Der die Kirche umgebende verglaste Wandelgang verbindet den fünfgeschossigen Akademiealtbau mit dem im rechten Winkel ansetzenden Tagungshotel. Dieses wie auch den anschließenden Foyerbau und den Büroriegel verkleiden ockerfarbene Ziegel. Alle drei Baukörper bilden gemeinsam eine u-förmige Grundrissstruktur. Mit der Gebäudehöhe und den drei Höfen nimmt sie die Blockstruktur der benachbarten Mietshäuser auf. Das sechs Meter hohe Auditoriumsfoyer öffnet sich zum zweiten Hof vollständig durch eine Glasfront. Mit seiner geschlossenen Rückseite reicht der in der Höhe entsprechende Auditoriumskubus bis an die Friedhofsmauer. An den Schmalseiten verschmelzen beidseitig angelegte kleine Gartenhöfe optisch durch die transparente Wandausbildung mit dem Tagungsraum.

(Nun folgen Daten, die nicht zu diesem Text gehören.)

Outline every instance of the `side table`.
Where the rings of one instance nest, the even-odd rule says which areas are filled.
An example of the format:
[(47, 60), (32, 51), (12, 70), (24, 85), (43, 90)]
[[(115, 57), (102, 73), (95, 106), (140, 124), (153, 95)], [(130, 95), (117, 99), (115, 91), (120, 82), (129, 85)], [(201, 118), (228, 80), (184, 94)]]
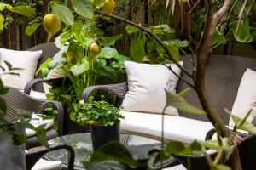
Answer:
[[(89, 162), (93, 153), (90, 133), (68, 134), (49, 141), (49, 144), (63, 143), (71, 145), (75, 150), (74, 169), (83, 169), (83, 162)], [(160, 142), (141, 136), (121, 134), (120, 143), (124, 144), (134, 157), (145, 156), (154, 147), (160, 146)], [(67, 153), (64, 150), (49, 152), (44, 156), (44, 159), (49, 161), (61, 162), (67, 165)], [(177, 161), (173, 157), (168, 160), (168, 165), (177, 165)]]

Überzeugend gelingt es den Architekten, durch die Variation gleicher Gestaltungsmittel aus den Einzelbauten eine den städtischen Kontext integrierende Einheit zu formen und gleichzeitig deren Charakter zu bewahren. Beides erreichen sie durch die Stellung der Bauten zueinander, vor allem aber die skulpturale Auffassung der Architektur. Sie manifestiert sich in den plastischen, beabsichtigt irritierenden Fassadengestaltungen und dem vielfältigen Spiel von Übergängen zwischen Innen- und Außenräumen, zwischen offenen und geschlossenen Flächen.